US 12,086,594 B2
	Vector friendly instruction format and execution thereof
Robert C. Valentine, Kiryat Tivon (IL); Jesus Corbal San Adrian, King City, OR (US); Roger Espasa Sans, Barcelona (ES); Robert D. Cavin, San Francisco, CA (US); Bret L. Toll, Hillsboro, OR (US); Santiago Galan Duran, Molins de Rei (ES); Jeffrey G. Wiedemeier, Austin, TX (US); Sridhar Samudrala, Austin, TX (US); Milind Baburao Girkar, Sunnyvale, CA (US); Edward Thomas Grochowski, San Jose, CA (US); Jonathan Cannon Hall, Hillsboro, OR (US); Dennis R. Bradford, Portland, OR (US); Elmoustapha Ould-Ahmed-Vall, Chandler, AZ (US); James C Abel, Phoenix, AZ (US); Mark Charney, Lexington, MA (US); Seth Abraham, Tempe, AZ (US); Suleyman Sair, Phoenix, AZ (US); Andrew Thomas Forsyth, Kirkland, WA (US); Lisa Wu, New York, NY (US); and Charles Yount, Phoenix, AZ (US)
Assigned to Intel Corporation, Santa Clara, CA (US)
Filed by Intel Corporation, Santa Clara, CA (US)
Filed on Aug. 28, 2023, as Appl.

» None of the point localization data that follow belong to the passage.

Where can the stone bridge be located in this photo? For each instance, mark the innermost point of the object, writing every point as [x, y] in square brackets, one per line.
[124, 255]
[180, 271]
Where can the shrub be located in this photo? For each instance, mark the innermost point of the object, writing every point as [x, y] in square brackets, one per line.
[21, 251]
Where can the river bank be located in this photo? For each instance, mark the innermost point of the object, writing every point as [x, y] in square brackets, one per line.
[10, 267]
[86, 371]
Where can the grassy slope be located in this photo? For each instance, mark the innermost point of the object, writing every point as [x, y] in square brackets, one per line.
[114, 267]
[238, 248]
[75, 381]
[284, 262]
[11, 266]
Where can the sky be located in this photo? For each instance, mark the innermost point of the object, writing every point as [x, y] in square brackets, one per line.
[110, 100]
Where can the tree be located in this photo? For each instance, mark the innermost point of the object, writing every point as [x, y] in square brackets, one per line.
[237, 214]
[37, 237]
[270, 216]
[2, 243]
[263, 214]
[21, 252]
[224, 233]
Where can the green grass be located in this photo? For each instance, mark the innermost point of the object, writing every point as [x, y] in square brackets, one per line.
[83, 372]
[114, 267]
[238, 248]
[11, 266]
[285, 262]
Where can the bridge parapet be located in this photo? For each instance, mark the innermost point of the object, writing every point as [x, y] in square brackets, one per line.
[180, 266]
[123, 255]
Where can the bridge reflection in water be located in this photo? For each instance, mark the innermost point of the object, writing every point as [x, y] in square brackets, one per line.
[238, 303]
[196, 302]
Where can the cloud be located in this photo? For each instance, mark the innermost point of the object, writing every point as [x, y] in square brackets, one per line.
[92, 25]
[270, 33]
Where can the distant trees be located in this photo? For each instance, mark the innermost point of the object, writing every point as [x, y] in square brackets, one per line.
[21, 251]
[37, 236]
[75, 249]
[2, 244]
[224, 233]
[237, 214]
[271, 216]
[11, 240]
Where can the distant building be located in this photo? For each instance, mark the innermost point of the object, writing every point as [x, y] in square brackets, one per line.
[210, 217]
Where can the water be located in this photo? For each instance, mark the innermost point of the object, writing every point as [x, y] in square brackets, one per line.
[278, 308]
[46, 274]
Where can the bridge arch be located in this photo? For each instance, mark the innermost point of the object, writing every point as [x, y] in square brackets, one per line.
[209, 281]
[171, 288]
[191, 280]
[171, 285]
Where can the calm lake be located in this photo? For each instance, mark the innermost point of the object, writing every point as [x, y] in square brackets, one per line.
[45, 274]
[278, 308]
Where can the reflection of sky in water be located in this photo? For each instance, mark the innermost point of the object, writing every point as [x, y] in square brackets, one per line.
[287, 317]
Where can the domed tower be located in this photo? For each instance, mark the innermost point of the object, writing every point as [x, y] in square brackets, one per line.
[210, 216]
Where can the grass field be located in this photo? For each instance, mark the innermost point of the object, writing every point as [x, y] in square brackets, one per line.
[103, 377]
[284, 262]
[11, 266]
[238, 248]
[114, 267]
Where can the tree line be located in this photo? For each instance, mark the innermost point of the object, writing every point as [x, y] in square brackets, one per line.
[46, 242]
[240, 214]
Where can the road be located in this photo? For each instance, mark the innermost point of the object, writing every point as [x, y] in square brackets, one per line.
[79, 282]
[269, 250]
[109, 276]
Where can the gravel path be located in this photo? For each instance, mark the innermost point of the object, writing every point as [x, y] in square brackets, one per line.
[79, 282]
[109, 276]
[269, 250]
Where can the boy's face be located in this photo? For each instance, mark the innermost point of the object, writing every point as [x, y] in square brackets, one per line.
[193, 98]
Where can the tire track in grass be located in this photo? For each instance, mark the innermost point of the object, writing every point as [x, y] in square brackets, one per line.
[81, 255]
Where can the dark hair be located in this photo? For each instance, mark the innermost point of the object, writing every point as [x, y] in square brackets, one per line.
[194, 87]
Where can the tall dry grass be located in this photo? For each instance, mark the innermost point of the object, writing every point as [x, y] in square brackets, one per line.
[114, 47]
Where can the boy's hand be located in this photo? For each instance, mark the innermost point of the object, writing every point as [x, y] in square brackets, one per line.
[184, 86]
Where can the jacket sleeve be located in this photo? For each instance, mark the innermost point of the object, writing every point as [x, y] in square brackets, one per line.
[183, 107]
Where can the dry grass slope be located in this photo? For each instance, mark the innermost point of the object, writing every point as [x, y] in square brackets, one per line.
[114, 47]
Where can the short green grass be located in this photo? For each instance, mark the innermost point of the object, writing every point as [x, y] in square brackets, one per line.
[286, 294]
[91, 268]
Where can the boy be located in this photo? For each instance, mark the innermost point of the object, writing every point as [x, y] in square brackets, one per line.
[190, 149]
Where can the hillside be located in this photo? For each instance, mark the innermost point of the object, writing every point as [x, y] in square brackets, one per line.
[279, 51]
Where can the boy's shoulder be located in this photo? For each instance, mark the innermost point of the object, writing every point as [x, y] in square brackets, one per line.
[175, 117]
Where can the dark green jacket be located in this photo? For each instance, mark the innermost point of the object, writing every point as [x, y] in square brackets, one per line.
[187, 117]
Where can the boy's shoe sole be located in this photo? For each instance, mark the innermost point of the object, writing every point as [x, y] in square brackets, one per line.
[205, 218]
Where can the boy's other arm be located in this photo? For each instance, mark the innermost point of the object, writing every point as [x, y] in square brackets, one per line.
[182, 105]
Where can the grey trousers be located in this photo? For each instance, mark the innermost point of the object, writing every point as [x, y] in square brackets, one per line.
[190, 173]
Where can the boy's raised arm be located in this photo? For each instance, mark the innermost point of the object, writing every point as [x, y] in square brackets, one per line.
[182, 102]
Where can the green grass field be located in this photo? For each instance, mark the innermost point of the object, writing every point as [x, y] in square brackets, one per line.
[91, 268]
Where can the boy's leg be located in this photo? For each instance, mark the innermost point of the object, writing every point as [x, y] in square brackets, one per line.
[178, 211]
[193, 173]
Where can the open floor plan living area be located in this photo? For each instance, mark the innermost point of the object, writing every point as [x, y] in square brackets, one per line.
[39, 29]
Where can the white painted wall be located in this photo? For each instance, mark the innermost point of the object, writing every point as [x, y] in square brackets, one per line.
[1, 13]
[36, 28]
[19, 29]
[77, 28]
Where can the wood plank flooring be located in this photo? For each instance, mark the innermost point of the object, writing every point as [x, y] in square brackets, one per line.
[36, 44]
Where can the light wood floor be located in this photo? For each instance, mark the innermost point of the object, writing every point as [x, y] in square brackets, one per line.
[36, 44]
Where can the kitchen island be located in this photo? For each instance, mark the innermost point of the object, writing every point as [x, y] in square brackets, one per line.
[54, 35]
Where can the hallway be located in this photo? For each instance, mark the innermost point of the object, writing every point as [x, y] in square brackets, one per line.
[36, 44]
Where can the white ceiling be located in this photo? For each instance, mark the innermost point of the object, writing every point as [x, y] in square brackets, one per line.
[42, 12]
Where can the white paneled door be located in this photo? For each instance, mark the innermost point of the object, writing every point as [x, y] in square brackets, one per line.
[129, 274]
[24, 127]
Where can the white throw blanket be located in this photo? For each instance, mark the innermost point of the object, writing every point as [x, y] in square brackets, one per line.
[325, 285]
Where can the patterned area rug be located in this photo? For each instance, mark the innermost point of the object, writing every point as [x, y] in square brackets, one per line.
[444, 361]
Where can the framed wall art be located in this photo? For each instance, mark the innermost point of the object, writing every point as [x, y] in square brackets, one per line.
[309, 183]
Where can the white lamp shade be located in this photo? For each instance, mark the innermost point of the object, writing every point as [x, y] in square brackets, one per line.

No. 18/239,106.
Application 18/239,106 is a continuation of application No. 17/524,624, filed on Nov. 11, 2021, granted, now 11,740,904.
Application 17/524,624 is a continuation of application No. 17/004,711, filed on Aug. 27, 2020, granted, now 11,210,096, issued on Dec. 28, 2021.
Application 17/004,711 is a continuation of application No. 16/289,506, filed on Feb. 28, 2019, granted, now 10,795,680, issued on Oct. 6, 2020.
Application 16/289,506 is a continuation of application No. 13/976,707, abandoned, previously published as PCT/US2011/054303, filed on Sep. 30, 2011.
Claims priority of provisional application 61/471,043, filed on Apr. 1, 2011.
Prior Publication US 2024/0061683 A1, Feb. 22, 2024
Int. Cl. G06F 9/30 (2018.01); G06F 9/34 (2018.01); H01L 29/66 (2006.01); H01L 29/775 (2006.01); H01L 29/78 (2006.01); H01L 29/786 (2006.01)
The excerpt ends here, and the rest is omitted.